The wool should be teased out to minimum effective density, which is a surprisingly large volume for that small mass. However, tease it out too far and the wispy result fails to attenuate anything and rapidly collapses into a heap. In this 44 litre box 75% of the wool is supported by the central brace, where it has the most effect on standing waves, and 25% loosely above the bottom surface, raised about 70mm from the bottom inner face by rubber wedges like those found in anechoic chambers. So the effect of this layer of wool fibres will act between 70mm and 130mm rather than 60mm direct on the lower surface of the cabinet interior.
There are two main advantages to this arrangement:
Stuffing sealed boxes is rather less critical than reflex alignments because wider variations of each driver or box parameter are possible before noticeable and measurable alignment anomalies result. Hence the stuffing quantity tends to be less critical. It is still better on err on the side of too little rather than too much, and internal surface treatments are just as beneficial. As an experiment I played with stuffing types and amounts in a sealed 50litre box containing a MacKenzie 12" (30cm) bass guitar driver. The Q was calculated below 0.6 but the sound was lumpier than that figure would suggest. Eventually, after many trails of various fibres, and changing quantity and density the most notable result was how little the effect each change had, and all without success. The solution was a combination again. Sculpted foam on about 50% of the top, bottom and sides and a roll of long fibre wool attached to the back and held by plastic garden trellis. Even when cone treatment (to improve midrange performance in this 2 way 96dB system) raised the mass, and hence the Q, the bass remained fast and even. For years the owner enjoyed these with low powered valve (tube) amplifiers.
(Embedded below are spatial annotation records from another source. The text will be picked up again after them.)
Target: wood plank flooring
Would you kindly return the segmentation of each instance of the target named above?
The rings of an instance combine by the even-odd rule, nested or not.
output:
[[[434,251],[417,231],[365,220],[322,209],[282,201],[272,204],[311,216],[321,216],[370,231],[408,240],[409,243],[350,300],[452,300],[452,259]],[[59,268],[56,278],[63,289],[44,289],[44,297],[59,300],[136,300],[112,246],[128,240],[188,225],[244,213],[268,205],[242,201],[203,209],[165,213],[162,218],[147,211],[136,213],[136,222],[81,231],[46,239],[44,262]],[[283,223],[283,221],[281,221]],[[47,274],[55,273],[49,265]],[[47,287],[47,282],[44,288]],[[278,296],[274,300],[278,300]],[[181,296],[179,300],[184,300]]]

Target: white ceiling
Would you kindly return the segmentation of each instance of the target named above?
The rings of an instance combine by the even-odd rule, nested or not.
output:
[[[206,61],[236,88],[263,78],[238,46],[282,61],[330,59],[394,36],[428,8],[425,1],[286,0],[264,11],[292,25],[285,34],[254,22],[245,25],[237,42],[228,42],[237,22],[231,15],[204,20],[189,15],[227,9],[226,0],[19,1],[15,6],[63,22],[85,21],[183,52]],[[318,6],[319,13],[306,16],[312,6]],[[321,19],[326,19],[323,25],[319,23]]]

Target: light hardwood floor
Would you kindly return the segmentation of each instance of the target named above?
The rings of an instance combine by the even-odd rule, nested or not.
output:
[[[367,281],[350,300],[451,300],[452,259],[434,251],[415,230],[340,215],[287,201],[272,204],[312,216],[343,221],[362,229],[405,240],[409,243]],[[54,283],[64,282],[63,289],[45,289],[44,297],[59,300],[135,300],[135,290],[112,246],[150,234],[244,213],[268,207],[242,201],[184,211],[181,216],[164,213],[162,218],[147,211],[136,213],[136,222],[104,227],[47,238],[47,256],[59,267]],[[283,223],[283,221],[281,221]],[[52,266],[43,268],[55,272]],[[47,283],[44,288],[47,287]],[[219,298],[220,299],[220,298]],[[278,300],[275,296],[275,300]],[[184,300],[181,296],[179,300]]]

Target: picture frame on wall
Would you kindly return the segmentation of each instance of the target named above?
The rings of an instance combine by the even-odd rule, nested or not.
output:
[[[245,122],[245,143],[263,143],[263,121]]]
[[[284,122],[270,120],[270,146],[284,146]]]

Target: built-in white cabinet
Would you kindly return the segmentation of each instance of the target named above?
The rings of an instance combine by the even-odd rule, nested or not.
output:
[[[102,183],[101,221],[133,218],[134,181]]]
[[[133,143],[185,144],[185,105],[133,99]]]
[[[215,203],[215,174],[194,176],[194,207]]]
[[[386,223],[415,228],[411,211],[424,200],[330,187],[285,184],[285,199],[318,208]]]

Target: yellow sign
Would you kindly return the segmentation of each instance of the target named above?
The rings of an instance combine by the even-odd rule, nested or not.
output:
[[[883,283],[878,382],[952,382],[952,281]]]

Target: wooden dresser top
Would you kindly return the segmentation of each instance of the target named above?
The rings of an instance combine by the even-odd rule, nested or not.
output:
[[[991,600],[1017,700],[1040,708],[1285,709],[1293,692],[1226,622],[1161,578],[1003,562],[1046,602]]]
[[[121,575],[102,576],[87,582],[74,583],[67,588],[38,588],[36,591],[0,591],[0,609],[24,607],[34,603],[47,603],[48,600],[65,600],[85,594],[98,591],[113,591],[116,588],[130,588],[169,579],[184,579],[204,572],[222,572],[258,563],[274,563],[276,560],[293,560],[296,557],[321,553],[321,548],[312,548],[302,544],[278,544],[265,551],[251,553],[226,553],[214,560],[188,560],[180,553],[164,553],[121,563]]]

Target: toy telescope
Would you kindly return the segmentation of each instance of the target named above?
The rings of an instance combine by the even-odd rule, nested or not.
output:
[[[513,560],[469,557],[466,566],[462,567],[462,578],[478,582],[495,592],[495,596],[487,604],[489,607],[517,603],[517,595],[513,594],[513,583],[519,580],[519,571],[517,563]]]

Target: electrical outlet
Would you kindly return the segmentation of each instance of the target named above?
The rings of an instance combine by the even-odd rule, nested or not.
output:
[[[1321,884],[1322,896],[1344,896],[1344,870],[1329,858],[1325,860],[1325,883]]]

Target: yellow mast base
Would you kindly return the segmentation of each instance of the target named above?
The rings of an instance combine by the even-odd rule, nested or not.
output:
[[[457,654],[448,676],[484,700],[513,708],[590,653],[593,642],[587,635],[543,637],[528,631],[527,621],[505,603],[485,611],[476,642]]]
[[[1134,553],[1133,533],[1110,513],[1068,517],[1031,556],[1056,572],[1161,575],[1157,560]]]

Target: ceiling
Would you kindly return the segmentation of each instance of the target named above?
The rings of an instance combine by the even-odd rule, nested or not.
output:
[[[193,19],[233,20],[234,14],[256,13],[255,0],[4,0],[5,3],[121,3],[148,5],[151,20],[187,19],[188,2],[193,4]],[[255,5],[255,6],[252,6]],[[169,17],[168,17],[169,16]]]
These experiments are merely case studies, and the low numbers of speakers on which I have conducted stuffing trials do not constitute proper engineering evidence. However, the trials I have conducted with various loudspeaker projects since the '70s, have tended to confirm mainstream thinking and the publications of some of the most experienced experimenters and designers.
So get stuffed...but not too stuffed. The best engineering solution is always the solution that achieves a good enough result with the minimum of materials and minimum complexity.